Most people hear about glucose being too high, but it can also drop too low. If you’re fasting for extended periods and your levels drop below 70, that’s a problem, Comite says.
Fasting insulin
Most doctors don’t order fasting insulin, and some lab reports still list “normal” as up to 19 μIU/mL, which Comite thinks is "unbelievable." She wants fasting insulin in her patients to be undetectable, reaching 2–5 μIU/mL at most.
Insulin should be essentially gone from your system three hours after eating. If it’s detectable while you’re fasting, Comite considers that a sign of insulin resistance, a condition she says almost all of us develop with age.
Insulin resistance sits at the root of nearly every disease of aging, from diabetes and stroke to cancer, which is why she considers this one of the most important numbers to know.
Hemoglobin A1C
Hemoglobin A1C reflects your average blood sugar over roughly 100 days, making it a longer-range view than a fasting glucose snapshot. The conventional cutoff for concern is 5.7% (where pre-diabetes begins), and most lab reports will show anything under 5.6% as “normal.” But Comite sets the bar much higher.
She wants to see A1C under 5%. “As you creep up to 5.4, 5.5, 5.6, you’re heading toward pre-diabetes,” she warns.

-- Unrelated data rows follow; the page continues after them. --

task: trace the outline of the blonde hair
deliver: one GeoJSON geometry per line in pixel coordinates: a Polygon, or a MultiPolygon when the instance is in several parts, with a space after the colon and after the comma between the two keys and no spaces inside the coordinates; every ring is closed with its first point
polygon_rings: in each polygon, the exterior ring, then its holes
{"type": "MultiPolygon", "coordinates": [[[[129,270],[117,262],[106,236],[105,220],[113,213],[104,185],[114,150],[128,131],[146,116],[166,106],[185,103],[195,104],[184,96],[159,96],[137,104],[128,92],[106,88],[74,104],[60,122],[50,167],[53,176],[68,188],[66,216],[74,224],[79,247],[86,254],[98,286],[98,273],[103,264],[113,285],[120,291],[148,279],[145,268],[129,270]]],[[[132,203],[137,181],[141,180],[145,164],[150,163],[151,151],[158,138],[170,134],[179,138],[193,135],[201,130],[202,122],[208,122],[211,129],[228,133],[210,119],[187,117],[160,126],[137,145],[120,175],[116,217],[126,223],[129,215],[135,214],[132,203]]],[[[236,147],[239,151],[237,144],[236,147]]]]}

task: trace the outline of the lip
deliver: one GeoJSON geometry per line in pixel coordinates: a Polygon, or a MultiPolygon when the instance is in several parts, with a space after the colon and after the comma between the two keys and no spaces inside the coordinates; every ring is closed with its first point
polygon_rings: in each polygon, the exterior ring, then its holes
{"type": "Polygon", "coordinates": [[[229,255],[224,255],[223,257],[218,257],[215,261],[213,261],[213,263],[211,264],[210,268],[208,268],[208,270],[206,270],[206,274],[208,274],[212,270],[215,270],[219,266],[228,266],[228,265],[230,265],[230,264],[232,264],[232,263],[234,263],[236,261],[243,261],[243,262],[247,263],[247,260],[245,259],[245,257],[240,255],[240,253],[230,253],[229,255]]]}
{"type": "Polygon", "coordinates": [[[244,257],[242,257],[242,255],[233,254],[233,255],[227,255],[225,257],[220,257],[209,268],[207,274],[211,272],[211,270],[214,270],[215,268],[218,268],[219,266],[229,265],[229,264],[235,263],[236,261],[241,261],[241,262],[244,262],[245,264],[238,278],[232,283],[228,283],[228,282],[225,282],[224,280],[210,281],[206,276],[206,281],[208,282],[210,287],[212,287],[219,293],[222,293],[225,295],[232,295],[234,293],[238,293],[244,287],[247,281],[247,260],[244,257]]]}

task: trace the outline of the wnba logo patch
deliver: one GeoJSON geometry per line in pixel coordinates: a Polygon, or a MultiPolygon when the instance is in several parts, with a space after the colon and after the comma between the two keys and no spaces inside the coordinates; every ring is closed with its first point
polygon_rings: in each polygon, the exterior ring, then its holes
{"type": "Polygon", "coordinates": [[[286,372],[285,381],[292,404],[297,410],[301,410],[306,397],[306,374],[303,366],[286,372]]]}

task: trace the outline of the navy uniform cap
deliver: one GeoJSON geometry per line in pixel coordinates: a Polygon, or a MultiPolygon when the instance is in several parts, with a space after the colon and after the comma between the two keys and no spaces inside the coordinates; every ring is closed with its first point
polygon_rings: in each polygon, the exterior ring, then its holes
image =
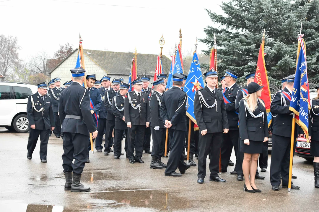
{"type": "Polygon", "coordinates": [[[73,77],[83,77],[85,75],[85,72],[86,71],[85,69],[81,67],[76,68],[70,70],[72,76],[73,77]]]}
{"type": "Polygon", "coordinates": [[[263,85],[261,86],[255,82],[252,82],[248,86],[248,93],[251,94],[256,92],[263,87],[263,85]]]}

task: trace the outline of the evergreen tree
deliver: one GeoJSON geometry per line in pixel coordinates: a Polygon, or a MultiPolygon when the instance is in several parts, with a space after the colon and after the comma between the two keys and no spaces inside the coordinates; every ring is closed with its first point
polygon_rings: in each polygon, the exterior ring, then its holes
{"type": "Polygon", "coordinates": [[[207,36],[201,39],[210,49],[215,33],[220,76],[226,69],[240,76],[256,70],[264,28],[269,75],[279,79],[294,74],[302,21],[308,78],[319,79],[319,0],[231,0],[220,7],[226,16],[206,10],[219,25],[205,28],[207,36]]]}

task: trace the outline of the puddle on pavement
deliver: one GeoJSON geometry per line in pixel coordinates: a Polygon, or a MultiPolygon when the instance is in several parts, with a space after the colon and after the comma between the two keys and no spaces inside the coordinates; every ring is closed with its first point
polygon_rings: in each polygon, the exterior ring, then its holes
{"type": "Polygon", "coordinates": [[[128,206],[151,208],[160,210],[186,209],[191,207],[189,200],[177,196],[177,193],[159,190],[127,190],[101,192],[93,194],[94,198],[113,200],[117,203],[107,204],[106,208],[128,206]]]}

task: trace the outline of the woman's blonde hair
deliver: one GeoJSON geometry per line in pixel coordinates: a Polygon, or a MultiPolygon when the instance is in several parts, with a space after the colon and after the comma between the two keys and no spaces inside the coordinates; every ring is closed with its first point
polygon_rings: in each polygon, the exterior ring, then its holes
{"type": "Polygon", "coordinates": [[[265,106],[265,104],[261,100],[259,97],[257,98],[257,92],[255,92],[251,94],[249,94],[245,98],[246,101],[247,101],[247,104],[249,108],[251,111],[252,112],[255,111],[257,108],[257,101],[256,99],[258,99],[259,101],[259,104],[261,104],[264,107],[265,106]]]}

Even an A1C under 5% isn’t the complete picture, she adds. Averages can be misleading if your levels are swinging widely between highs and lows.
Cholesterol risk ratio
Rather than fixating on total cholesterol alone, Comite looks at the cholesterol risk ratio. This is calculated by dividing total cholesterol by HDL (the “good” cholesterol). The lower the ratio, the better.
This ratio doesn’t require fancy or expensive testing. It can be calculated from a standard lipid panel available through Quest or LabCorp. She views this as a practical, accessible stand-in for cardiovascular risk that most people can track with their regular bloodwork, no specialist required.
Free testosterone
This last one surprises a lot of people, but testosterone isn't just a male hormone. It's a major longevity lever for both sexes. "It affects everything from metabolism to muscle, to insulin sensitivity, to mood, cognition, brain memory, and cardiovascular risk," Comite says. And it starts declining by 1 to 3% per year in your thirties.

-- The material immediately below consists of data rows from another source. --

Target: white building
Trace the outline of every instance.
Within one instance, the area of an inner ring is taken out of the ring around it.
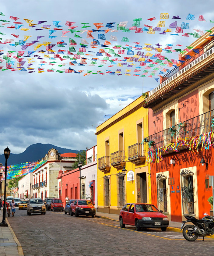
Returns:
[[[46,197],[58,197],[58,180],[59,171],[72,169],[76,154],[66,153],[61,155],[51,148],[42,159],[46,162],[32,173],[33,195],[44,200]]]
[[[81,198],[90,199],[96,207],[97,204],[96,146],[86,150],[87,164],[81,170]]]

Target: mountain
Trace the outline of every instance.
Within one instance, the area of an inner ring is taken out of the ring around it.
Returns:
[[[52,148],[57,149],[58,152],[61,154],[70,152],[77,153],[79,152],[78,150],[64,148],[52,144],[37,143],[29,146],[22,153],[19,154],[11,153],[8,160],[8,165],[12,165],[26,162],[34,162],[39,160],[40,160]],[[0,162],[3,164],[3,165],[5,165],[5,158],[4,154],[0,155]]]

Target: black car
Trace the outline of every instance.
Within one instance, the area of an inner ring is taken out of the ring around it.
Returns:
[[[51,204],[52,198],[53,197],[46,197],[44,200],[44,202],[45,205],[46,211],[51,210]]]
[[[65,204],[65,214],[67,214],[67,213],[68,213],[68,214],[70,215],[71,214],[71,204],[74,201],[75,199],[71,199],[68,200],[67,203]]]

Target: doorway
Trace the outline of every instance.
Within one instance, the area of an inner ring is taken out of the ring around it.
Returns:
[[[147,202],[146,173],[137,174],[137,199],[138,203]]]

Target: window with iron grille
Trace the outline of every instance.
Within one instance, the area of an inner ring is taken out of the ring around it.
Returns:
[[[103,183],[103,202],[104,206],[110,205],[110,177],[107,176],[104,178]]]
[[[158,208],[159,211],[167,212],[166,181],[167,177],[162,174],[157,176]]]
[[[122,207],[125,204],[125,177],[123,175],[118,176],[117,177],[117,205],[118,207]]]
[[[187,170],[181,173],[181,187],[183,214],[194,214],[194,173]]]

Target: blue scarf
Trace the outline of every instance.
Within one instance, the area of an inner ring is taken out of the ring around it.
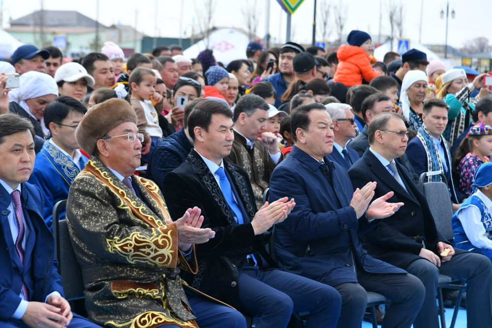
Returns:
[[[434,142],[434,140],[430,136],[427,128],[425,125],[422,125],[418,129],[418,133],[417,134],[417,137],[418,138],[424,148],[426,150],[426,153],[427,154],[427,172],[441,171],[444,173],[444,169],[442,166],[442,162],[439,155],[439,151],[437,150],[437,146]],[[442,138],[442,136],[441,136]],[[448,162],[451,163],[451,153],[449,149],[446,142],[443,143],[444,144],[444,148],[446,149],[446,154],[448,156]],[[444,159],[445,160],[445,159]],[[451,169],[451,168],[450,168]],[[427,182],[435,182],[442,181],[442,178],[440,175],[433,175],[427,177]]]

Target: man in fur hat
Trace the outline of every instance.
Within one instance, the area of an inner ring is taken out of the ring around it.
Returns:
[[[180,267],[196,271],[193,244],[215,233],[200,229],[196,207],[173,222],[155,184],[133,175],[143,140],[136,121],[127,102],[112,99],[76,132],[91,157],[70,188],[66,216],[90,318],[125,328],[246,327],[240,313],[182,284]]]

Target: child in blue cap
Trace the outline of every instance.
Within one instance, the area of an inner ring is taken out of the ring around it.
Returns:
[[[453,216],[455,247],[492,260],[492,162],[475,173],[473,193]]]
[[[337,51],[338,64],[334,81],[347,87],[362,84],[363,79],[369,83],[381,72],[370,65],[369,54],[372,48],[370,35],[354,30],[347,37],[348,44],[342,44]]]

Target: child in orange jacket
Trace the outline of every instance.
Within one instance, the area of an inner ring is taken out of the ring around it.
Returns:
[[[348,44],[341,45],[337,51],[338,64],[334,77],[335,82],[352,87],[362,84],[363,78],[369,83],[381,75],[370,65],[370,35],[363,31],[353,30],[348,34],[347,42]]]

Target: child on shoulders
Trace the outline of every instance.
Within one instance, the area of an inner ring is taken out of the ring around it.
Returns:
[[[333,79],[335,82],[352,87],[362,84],[363,79],[369,83],[381,75],[380,72],[375,71],[370,65],[370,35],[363,31],[353,30],[348,34],[347,42],[348,44],[341,45],[337,52],[338,64]]]

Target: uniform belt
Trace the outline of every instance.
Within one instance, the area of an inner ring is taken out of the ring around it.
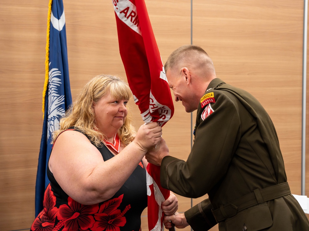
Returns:
[[[213,214],[217,221],[220,222],[235,216],[244,209],[290,194],[287,182],[262,189],[257,189],[253,192],[235,200],[230,204],[221,205],[218,208],[213,209]]]

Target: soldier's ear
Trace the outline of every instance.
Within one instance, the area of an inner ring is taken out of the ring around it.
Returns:
[[[187,85],[190,84],[191,81],[191,75],[189,70],[187,67],[183,67],[181,69],[181,74],[185,81]]]

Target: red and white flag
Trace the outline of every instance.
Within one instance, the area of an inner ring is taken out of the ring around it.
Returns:
[[[113,0],[119,50],[135,103],[146,123],[163,126],[171,118],[174,106],[168,83],[144,0]],[[161,203],[169,190],[160,183],[160,167],[147,167],[150,230],[164,228]]]

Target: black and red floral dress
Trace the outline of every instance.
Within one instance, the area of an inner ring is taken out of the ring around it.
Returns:
[[[105,146],[97,148],[104,161],[114,156]],[[141,216],[147,206],[146,169],[141,160],[112,197],[91,205],[80,204],[69,196],[48,166],[47,176],[50,183],[45,190],[44,208],[33,222],[31,230],[140,230]]]

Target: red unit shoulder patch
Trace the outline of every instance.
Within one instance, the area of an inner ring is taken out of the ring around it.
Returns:
[[[211,107],[210,104],[209,104],[205,108],[204,110],[202,113],[202,114],[201,115],[201,117],[202,119],[205,120],[205,119],[214,112],[214,109]]]

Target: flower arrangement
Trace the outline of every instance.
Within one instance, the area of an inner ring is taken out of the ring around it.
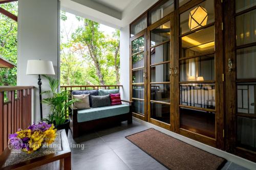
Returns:
[[[15,142],[18,139],[22,140],[19,149],[24,152],[31,153],[39,149],[42,144],[49,145],[55,140],[56,129],[54,126],[44,122],[33,124],[27,129],[19,129],[15,133],[10,134],[10,143],[11,145],[15,145]]]

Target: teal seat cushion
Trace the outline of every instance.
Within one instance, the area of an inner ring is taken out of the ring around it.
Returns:
[[[119,105],[93,108],[77,111],[77,122],[84,122],[99,118],[128,113],[129,106]]]
[[[119,89],[99,89],[99,95],[105,95],[110,94],[117,94],[119,93]]]

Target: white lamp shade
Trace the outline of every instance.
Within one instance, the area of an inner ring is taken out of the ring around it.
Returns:
[[[28,60],[27,75],[54,75],[54,69],[51,61],[38,60]]]

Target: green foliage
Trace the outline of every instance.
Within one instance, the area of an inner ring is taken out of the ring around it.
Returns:
[[[79,100],[73,99],[68,101],[71,95],[68,91],[56,92],[59,81],[50,76],[44,76],[44,77],[48,80],[51,90],[44,91],[42,93],[48,94],[51,97],[44,99],[42,103],[50,106],[51,113],[43,119],[43,120],[48,124],[54,124],[55,125],[62,125],[66,120],[67,108]]]
[[[62,25],[61,84],[62,85],[119,84],[119,30],[112,37],[99,29],[96,22],[76,16],[81,23],[69,34]],[[63,40],[64,41],[64,40]]]
[[[0,5],[0,7],[17,15],[17,2]],[[0,13],[0,56],[17,64],[17,22]],[[0,68],[0,85],[16,85],[17,69]]]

The reason she emphasizes free testosterone over total? "The total testosterone is bound up in protein. It's not free to act," she explains. Free testosterone is the hormone available for your body to actually use.

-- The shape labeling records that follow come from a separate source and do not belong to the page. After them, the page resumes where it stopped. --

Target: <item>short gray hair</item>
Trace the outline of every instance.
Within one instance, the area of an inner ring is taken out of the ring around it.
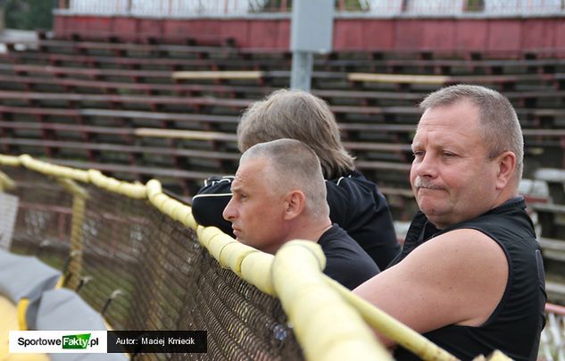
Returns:
[[[524,137],[518,115],[511,102],[499,92],[476,85],[453,85],[436,90],[420,103],[422,111],[469,100],[478,108],[484,144],[490,159],[505,151],[516,155],[515,180],[522,178]]]
[[[265,175],[275,192],[299,189],[306,198],[308,214],[313,219],[329,215],[320,159],[310,147],[288,139],[259,143],[247,149],[239,163],[253,158],[267,160]]]
[[[326,179],[339,178],[354,169],[354,158],[345,150],[336,118],[322,99],[302,90],[279,89],[252,104],[237,126],[237,145],[250,147],[288,138],[313,149]]]

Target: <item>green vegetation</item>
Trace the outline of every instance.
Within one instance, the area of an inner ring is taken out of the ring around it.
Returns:
[[[51,29],[55,4],[54,0],[6,0],[4,2],[5,27],[21,30]]]

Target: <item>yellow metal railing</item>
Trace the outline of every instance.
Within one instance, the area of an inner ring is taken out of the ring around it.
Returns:
[[[277,297],[309,360],[390,359],[390,354],[372,334],[370,326],[422,359],[456,359],[324,275],[321,271],[326,259],[316,243],[291,241],[276,256],[261,252],[237,242],[215,227],[198,225],[190,206],[164,194],[156,180],[149,180],[146,185],[130,183],[104,176],[96,170],[55,165],[27,155],[0,155],[0,165],[24,166],[54,177],[73,194],[71,249],[79,252],[83,247],[80,226],[87,194],[75,181],[90,183],[133,198],[148,199],[162,214],[195,231],[201,245],[222,267],[262,292]],[[9,178],[0,173],[0,183],[9,184]],[[79,259],[73,266],[79,269]],[[500,354],[495,357],[505,357]]]

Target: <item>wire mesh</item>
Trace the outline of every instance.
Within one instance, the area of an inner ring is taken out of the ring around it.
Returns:
[[[222,269],[194,231],[147,201],[81,185],[88,197],[71,241],[72,197],[56,180],[3,171],[21,204],[12,251],[66,267],[66,287],[115,330],[208,332],[206,354],[136,359],[303,358],[278,300]]]

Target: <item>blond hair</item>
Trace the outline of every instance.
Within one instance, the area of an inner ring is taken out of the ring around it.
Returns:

For men, her optimal range is 180–250 pg/mL, which is much higher than the standard lab. For women, she aims for a wide range that reflects individual variation: at least 6 pg/mL, and up to 30.
What to do with this information
If you want to get a clearer picture of how you're aging, Comite has a few suggestions for next steps:
- Ask for these specific tests: Fasting glucose, fasting insulin, hemoglobin A1C, a lipid panel (so you can calculate your cholesterol risk ratio), and free testosterone. Most doctors don't order all of these routinely, so you may need to request them.
- Get tested more than once: Comite likes to see at least two measurements, taken first thing in the morning after an overnight fast, to ensure consistency.
- Look beyond "normal": If your results fall within the standard reference range but don't hit the optimal targets above, that's worth a conversation with your doctor.
- Consider a CGM: A continuous glucose monitor lets you see how your body responds to food, exercise, and stress in real time, not just in a single fasting snapshot.
- Talk to your doctor about hormone optimization: If your free testosterone is low, there are hormone therapy options that stimulate the body's own production.
The takeaway
Tracking the right biomarkers can help you catch metabolic decline early. Comite's five markers offer a clearer picture of how your body is functioning.
Ask your doctor for these specific tests and strive for optimal levels, because "normal" isn't always good enough.